Henan Travelogue | Luoyang (Part 1)

Henan Travelogue | Luoyang (Part 1)

📍 Luoyang · 👁 1 reads · ❤️ 60 likes

Arrival always happens at four in the afternoon. As the sun was about to set, I walked out of the train station. The peonies of Luoyang withered in my heart, and Luoyang shovels stood before my eyes. The road in front of the station was under construction, rows of iron fences cutting the street into narrow, inconvenient lanes. Black-car drivers and hotel owners came up to ask, "Where are you going? Need a room?" Some even asked, "Want a young lady? A pretty one." Waves of these people appeared before me, and I shook my head all the way, like a rattle drum, walking and shouting: "No, not going, I have a place to stay."

My newly bought white suitcase was dragged along, and I regretted in my heart why I had bought a white one—was I afraid it wouldn't get dirty? At the taxi pickup point outside the station, taxis lined up one after another, entering the designated lane, while anxious passengers stood in line waiting. I dragged my suitcase past them. At the bus stop, some people craned their necks looking for their bus, others searched the signboards for the bus to their destination. The dense crowd made the road inconvenient; I dragged my suitcase past them.

I followed my phone navigation to find the hostel I had booked earlier online, which was near the train station. The next leg of the trip was scheduled for a little past six in the morning, so it was convenient for catching the bus. Although I had navigation, I still took some detours. The roads in front of the station were complicated, with heavy traffic and construction everywhere, turning simple streets into a maze-like exploration. At a T-junction, the construction had disabled the traffic lights, and traffic was regulated by a simple temporary signal in the center of the road. Going against traffic, I waited for the green light, then crossed straight through the intersection under the gaze of a left-turning truck's headlights, then turned left. Continuing straight for a few hundred meters, I turned into a small street. On the main road, there were already several hostels. Turning into the small street, it was like another commercial scene—hostels lined up one after another, various restaurants interspersed with small shops and supermarkets, and in crowded spacious areas, carts sold snacks.
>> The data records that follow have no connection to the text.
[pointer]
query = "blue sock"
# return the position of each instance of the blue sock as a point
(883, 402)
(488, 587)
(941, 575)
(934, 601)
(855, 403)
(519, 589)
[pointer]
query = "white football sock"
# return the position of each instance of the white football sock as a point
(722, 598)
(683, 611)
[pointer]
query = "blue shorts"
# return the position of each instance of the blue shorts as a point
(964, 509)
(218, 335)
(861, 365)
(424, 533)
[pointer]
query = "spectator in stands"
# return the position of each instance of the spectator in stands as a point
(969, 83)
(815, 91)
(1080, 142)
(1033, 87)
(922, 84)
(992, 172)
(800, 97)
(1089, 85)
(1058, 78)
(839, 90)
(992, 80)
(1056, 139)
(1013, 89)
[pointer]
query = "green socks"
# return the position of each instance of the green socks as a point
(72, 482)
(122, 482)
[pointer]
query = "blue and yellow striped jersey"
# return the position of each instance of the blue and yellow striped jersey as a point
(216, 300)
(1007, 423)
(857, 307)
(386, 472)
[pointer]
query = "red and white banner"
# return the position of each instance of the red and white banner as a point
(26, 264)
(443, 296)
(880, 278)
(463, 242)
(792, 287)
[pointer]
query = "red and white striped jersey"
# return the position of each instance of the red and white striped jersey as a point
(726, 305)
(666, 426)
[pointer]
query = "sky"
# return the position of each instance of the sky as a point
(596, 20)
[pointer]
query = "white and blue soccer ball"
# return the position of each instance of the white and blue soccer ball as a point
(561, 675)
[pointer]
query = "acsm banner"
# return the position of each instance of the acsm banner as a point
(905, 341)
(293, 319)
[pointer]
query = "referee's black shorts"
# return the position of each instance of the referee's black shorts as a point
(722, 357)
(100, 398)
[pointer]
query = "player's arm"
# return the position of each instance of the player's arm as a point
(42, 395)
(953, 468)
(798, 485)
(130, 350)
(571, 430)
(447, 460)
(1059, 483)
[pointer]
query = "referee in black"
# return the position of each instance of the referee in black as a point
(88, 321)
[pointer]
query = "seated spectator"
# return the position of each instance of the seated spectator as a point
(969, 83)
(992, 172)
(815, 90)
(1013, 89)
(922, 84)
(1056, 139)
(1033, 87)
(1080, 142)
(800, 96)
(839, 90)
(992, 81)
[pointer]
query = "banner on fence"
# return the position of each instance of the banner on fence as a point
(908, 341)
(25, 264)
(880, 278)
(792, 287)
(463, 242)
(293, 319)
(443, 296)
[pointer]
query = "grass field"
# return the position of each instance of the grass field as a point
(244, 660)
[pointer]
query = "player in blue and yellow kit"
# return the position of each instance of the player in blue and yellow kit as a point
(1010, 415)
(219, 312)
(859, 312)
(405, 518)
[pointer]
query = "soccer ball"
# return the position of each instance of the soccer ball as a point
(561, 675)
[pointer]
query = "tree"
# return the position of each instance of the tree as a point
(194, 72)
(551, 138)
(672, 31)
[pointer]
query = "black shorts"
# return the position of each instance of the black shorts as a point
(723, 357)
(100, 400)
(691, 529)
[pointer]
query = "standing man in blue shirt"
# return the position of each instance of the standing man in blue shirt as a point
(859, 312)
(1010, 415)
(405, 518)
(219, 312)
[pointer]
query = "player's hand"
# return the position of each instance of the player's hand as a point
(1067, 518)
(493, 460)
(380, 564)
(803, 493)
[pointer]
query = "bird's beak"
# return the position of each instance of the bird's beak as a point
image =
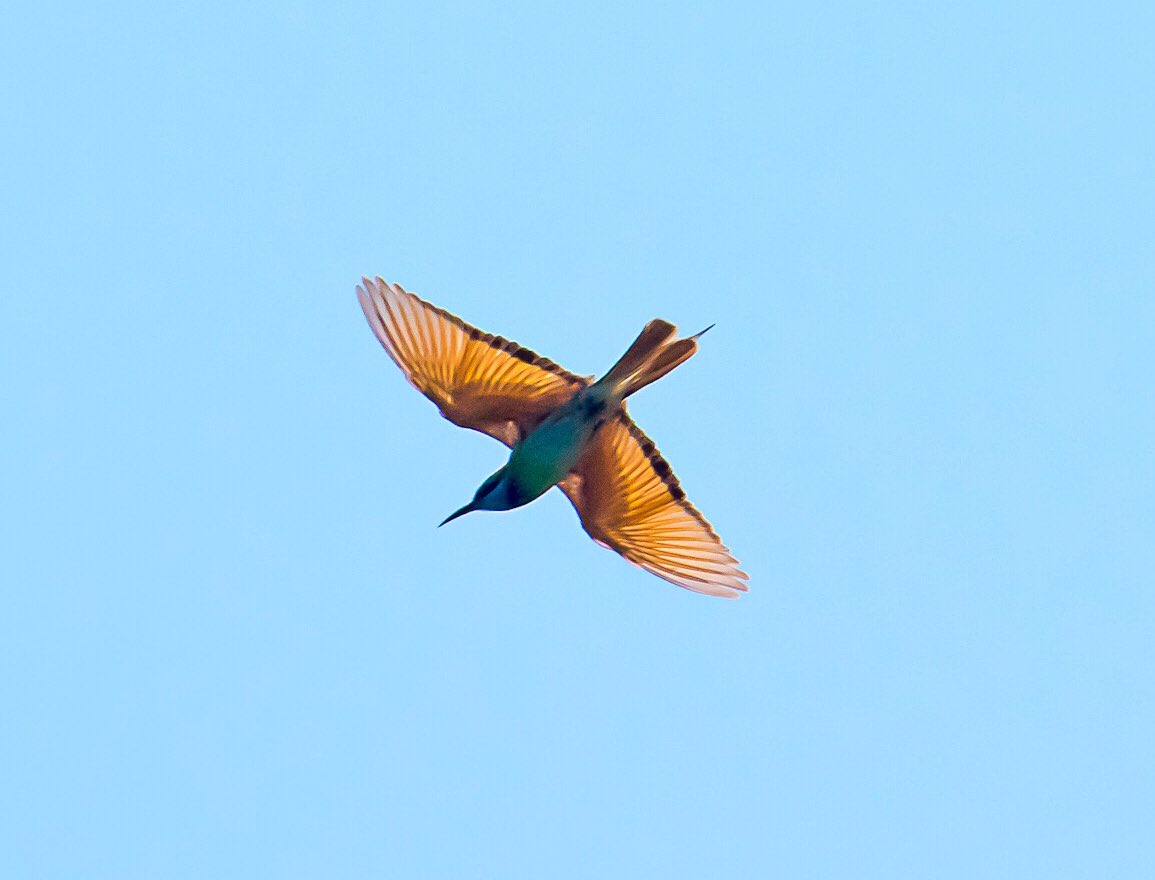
(462, 512)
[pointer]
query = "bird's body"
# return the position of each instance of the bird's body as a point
(563, 431)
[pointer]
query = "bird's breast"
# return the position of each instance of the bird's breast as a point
(552, 449)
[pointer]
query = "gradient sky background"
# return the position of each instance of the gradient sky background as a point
(232, 642)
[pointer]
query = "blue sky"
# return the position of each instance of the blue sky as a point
(232, 642)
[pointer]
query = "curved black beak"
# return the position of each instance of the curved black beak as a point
(454, 515)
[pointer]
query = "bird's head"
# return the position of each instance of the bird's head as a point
(493, 494)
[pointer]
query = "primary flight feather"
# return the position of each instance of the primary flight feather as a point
(564, 430)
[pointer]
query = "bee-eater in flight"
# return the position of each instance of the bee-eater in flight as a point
(565, 430)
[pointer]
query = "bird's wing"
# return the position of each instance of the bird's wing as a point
(476, 379)
(630, 501)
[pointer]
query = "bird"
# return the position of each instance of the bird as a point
(564, 430)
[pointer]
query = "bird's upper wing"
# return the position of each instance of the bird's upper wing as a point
(630, 501)
(476, 379)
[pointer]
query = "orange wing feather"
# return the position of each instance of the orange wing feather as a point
(477, 380)
(630, 501)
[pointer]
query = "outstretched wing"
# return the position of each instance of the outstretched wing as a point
(477, 380)
(630, 501)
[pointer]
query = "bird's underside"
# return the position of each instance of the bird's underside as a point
(624, 491)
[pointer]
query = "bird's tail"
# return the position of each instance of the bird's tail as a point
(651, 356)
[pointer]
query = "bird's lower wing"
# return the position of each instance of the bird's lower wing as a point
(630, 501)
(477, 380)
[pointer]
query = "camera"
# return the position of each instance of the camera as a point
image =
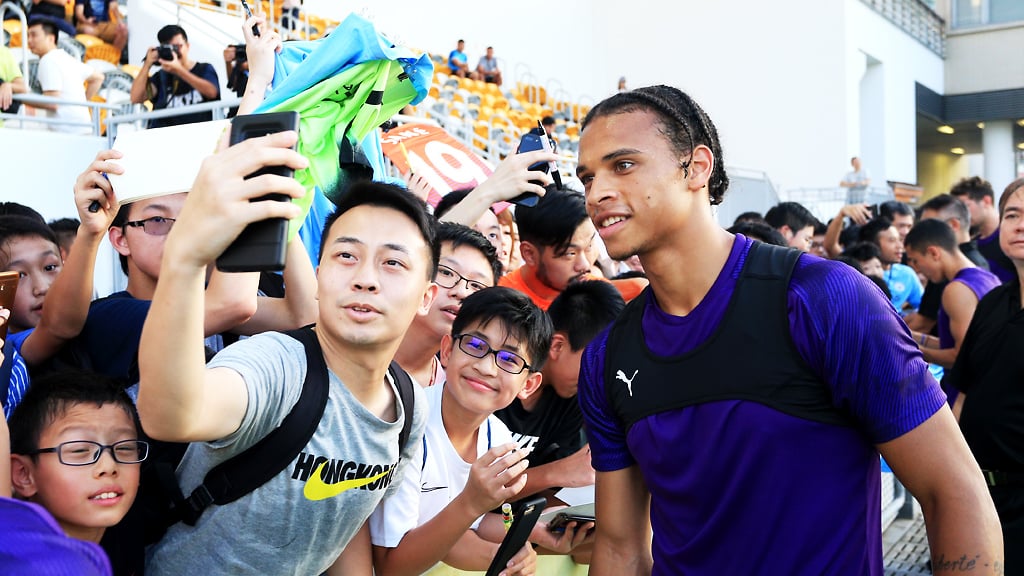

Although the road wasn't long, I followed the navigation to the marked location. But when I looked up, all I saw were hostels, and I couldn't find the one I had booked. It seemed every door had a hostel sign. After dragging my white suitcase around searching, I gave up and called the hostel. A woman's voice answered on the other end. Following her directions, I finally found her hostel, and all the dust of the journey was scattered under the twilight of Luoyang.

Galloping through the streets of Luoyang, can one recall the glorious days of the Wu Zhou period when horses galloped through Luoyang city and peonies bloomed at night in the Purple Micro Palace? Of course not. Horses are no longer a means of transportation, the season for peony blossoms has long passed or not yet arrived, and Wu Zetian has been lying in the Qianling Mausoleum in Shaanxi for over 1,300 years. Today's Luoyang is a different scene altogether.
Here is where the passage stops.